Starlim North America Corp. is on pace to complete the first phase of a multi-year expansion project at its liquid silicone rubber molding factory in London, Ontario, by the end of this summer.
The subsidiary of Austria's Starlim Sterner Group broke ground on the $20 million project in September 2016 as part of a five- to seven-year plan to boost capacity to match the growth projected in the company's business plan.
"Our company is privately held and the owner has a really long-term horizon in terms of planning," said John Timmerman, Starlim North America vice president of sales and marketing. "The current construction is based on five to seven years, but we're actually already planned out construction-wise for an additional five years should that be necessary. We're planned out to 2025 in terms of capacity and sales."
Starlim opened the 65,000-square-foot London facility in 2004 with just five injection molding machines, and the firm said it has continuously grown production capabilities there, bringing the plant to maximum capacity and creating the need for the expansion.
This first step in the project will add 180,000 square feet to the factory and more than triple production capacity, according to the firm.
Included in the expansion is a two-story office tower, three additional production bays, an expanded post-curing room, and ISO 7 and ISO 8 clean rooms. Starlim will add 40 staff members to the location, though Timmerman wouldn't disclose what that will make the site's total employment.
He said some sections of the expansion, including the offices, will open this winter, while the production area will be completed last.
"Basically we're building around the whole facility, and it was done in phases," Timmerman said. "We have construction on three of the four sides, so it wraps around the existing building without interfering with production or shipping. It's a very intricate plan to make all that work, and we won't have any interruptions when we connect the construction site to the existing production facility because it's all pre-engineered."
The production area is broken into bays, each with a number of LIM presses — all supplied by Engel — and LSR material drums and in-house designed Sterner mixing and dosing equipment located in the basement level below the molding floor, a design the company said keeps a clear floor area and a small footprint for each machine.
The London plant has two existing bays that are filled to capacity, with the three new bays not being filled all at once. "There will be machines coming into the first new bay as soon as it's finished, and over the years we'll be gradually filling the rest," the Starlim North America VP said.
It's a bit unusual to add enough space to be able to fill potential needs for such a long time period, according to Timmerman. "Because we're in a position to do long-term planning, it's lower cost overall as long as you have a good, solid business plan."
All manufacturing in London is liquid injection molding of LSR components, with half of business going into the life sciences market, 30 percent into automotive and 20 percent into industrial applications, he said. The London factory has a bit more life sciences business — medical, pharmaceutical and health care — than its counterpart facility in Austria because the North American market still has 60-70 percent of the world's medical device market.

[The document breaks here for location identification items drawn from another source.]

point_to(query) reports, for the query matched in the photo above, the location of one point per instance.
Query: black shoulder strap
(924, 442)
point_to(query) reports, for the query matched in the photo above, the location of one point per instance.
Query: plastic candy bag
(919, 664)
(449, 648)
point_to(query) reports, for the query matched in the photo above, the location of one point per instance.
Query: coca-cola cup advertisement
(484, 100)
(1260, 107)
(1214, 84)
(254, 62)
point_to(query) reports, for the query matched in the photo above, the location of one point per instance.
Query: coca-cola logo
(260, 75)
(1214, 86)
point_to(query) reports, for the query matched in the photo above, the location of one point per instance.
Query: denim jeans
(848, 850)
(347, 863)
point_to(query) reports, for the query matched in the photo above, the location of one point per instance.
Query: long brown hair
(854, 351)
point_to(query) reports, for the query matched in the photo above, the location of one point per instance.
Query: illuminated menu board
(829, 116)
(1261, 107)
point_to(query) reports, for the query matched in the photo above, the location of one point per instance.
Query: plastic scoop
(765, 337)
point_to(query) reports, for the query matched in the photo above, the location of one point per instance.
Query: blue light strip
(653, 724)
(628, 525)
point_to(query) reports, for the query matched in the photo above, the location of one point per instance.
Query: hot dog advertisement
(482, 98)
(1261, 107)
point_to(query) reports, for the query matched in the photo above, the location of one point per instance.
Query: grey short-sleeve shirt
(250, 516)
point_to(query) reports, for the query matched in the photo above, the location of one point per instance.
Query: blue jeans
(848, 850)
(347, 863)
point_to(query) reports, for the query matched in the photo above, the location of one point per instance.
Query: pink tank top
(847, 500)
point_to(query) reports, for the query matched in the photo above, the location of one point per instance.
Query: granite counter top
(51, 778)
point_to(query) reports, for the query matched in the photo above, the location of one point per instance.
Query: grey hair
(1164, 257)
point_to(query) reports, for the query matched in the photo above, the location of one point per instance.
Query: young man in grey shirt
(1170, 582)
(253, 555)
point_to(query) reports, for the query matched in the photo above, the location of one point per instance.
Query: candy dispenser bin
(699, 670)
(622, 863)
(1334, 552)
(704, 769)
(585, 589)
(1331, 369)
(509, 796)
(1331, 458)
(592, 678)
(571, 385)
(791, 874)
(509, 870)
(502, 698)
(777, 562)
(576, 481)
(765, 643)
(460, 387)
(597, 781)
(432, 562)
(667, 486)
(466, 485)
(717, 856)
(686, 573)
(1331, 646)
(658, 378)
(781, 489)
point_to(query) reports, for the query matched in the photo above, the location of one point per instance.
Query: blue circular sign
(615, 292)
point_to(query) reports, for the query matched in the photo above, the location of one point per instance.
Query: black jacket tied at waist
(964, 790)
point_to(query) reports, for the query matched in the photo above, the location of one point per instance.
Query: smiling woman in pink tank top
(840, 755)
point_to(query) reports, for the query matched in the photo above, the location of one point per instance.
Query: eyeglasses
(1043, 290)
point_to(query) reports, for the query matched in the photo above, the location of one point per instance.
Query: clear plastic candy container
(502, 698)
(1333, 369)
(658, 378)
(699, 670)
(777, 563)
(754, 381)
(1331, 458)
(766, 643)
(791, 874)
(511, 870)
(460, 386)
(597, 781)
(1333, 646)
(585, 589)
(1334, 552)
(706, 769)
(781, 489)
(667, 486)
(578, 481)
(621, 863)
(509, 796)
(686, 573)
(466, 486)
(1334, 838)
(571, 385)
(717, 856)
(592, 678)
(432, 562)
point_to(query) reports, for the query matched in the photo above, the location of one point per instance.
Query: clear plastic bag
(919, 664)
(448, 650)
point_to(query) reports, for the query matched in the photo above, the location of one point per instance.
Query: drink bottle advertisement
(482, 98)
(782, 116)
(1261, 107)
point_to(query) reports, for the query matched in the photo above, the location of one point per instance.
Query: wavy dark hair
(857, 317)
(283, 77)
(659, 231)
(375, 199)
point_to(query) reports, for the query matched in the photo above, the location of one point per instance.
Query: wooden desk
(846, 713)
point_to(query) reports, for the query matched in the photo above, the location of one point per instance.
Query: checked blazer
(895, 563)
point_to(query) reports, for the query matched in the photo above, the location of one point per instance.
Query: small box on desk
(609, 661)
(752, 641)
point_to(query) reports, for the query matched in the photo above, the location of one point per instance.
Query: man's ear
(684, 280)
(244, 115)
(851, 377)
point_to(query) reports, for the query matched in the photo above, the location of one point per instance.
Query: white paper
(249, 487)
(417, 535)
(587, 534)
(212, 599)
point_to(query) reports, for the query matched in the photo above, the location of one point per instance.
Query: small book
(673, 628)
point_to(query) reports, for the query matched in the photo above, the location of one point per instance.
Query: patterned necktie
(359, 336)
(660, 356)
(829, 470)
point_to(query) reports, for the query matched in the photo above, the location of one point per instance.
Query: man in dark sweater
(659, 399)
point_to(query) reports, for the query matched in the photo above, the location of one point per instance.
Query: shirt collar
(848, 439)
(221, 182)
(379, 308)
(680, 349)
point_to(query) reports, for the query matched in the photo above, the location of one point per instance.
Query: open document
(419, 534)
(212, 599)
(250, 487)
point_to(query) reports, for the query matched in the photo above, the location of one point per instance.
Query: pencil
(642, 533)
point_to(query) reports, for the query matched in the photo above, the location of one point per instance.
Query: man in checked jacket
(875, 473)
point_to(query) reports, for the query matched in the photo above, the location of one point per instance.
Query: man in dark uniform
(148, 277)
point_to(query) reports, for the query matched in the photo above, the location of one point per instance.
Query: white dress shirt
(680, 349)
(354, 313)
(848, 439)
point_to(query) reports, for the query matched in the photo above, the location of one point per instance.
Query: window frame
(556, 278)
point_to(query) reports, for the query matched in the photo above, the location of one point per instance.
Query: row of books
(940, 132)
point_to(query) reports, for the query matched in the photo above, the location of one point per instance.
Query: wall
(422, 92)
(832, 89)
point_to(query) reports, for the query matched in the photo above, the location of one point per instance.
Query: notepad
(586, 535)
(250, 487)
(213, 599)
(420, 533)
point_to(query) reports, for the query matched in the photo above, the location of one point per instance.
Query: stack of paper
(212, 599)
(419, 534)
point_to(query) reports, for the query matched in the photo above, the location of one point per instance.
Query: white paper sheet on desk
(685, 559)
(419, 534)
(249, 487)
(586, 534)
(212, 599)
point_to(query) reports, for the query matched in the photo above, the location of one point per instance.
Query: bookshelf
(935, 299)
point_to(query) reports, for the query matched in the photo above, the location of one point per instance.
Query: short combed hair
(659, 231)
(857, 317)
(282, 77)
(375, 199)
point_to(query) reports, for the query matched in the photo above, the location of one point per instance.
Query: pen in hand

"Because we're focused on high volume, we tend to mirror the market that we're in regionally," Timmerman said.
Starlim's medical goods are all disposable, with much of the output going into IV-sets, dialysis equipment, goods used to treat diabetes and many others. Timmerman said the two main automotive areas are connector seals and ignition components, along with a number of other smaller parts.
The Ontario facility mainly supplies North America and Asia-based customers.